Eine Person erzählt uns eine Geschichte. Die Geschichte einer Frau, die ein markantes Merkmal hat: Den lila Rock. Davon abgesehen, hält sie sich gern in einem örtlichen Park auf. Selbst die Bank, auf der sie häufiger sitzt, ist bekannt. Dort ist sie so regelmäßig zu sehen, dass gemunkelt wird, ob sie überhaupt einen Job hat. Sie redet nicht viel. Hält sich bedeckt. Und dennoch, sie fällt der erzählenden Personen anscheinend so stark auf, dass sie sich um sie kümmert.

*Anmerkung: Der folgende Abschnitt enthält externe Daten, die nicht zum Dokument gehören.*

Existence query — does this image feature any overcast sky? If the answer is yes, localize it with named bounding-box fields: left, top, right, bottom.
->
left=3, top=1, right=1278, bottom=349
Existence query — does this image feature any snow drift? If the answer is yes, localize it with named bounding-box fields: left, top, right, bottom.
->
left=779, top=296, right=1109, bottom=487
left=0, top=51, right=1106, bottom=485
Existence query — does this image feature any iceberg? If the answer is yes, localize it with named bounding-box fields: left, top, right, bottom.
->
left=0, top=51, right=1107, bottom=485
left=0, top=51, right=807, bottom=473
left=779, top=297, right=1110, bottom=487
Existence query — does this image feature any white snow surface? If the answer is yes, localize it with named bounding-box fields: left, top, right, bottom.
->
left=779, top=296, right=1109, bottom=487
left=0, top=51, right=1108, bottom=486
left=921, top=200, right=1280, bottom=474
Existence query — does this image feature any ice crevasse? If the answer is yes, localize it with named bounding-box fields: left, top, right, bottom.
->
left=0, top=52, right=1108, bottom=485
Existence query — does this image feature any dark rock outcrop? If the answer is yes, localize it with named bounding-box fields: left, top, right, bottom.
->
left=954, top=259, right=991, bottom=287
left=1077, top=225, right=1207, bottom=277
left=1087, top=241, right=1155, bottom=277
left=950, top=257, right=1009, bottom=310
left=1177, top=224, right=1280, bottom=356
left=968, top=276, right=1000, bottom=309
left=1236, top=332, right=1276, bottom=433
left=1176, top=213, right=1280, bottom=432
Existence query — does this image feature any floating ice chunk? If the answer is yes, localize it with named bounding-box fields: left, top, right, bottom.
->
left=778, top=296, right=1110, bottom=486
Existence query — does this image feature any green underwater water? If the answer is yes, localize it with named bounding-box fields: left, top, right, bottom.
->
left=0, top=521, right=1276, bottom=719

Die Erzählerin ist selbst eine Frau. Die Frau mit der gelben Strickjacke. Ob sie auch so markant auffällt, wie ihre Nachbarin? Diese Frage bleibt vorerst unbeantwortet. Ebenso wer sie ist und warum sie sich überhaupt für die Frau im lila Rock verantwortlich fühlt. Denn der fehlende konstante Job fällt auf und sie supportet sie mit Hinweisen die Berufswahl. das geht soweit, dass sie letztlich in der gleichen Firma landen.

„‚Erster Tag?‘, fragt sie und legt der Frau im lila Rock die Hände auf die Schultern. Das ist das ist das erste Mal, dass ich sehe wie jemand – abgesehen von den Kindern – die Frau im lila Rock berührt.“ (S. 27)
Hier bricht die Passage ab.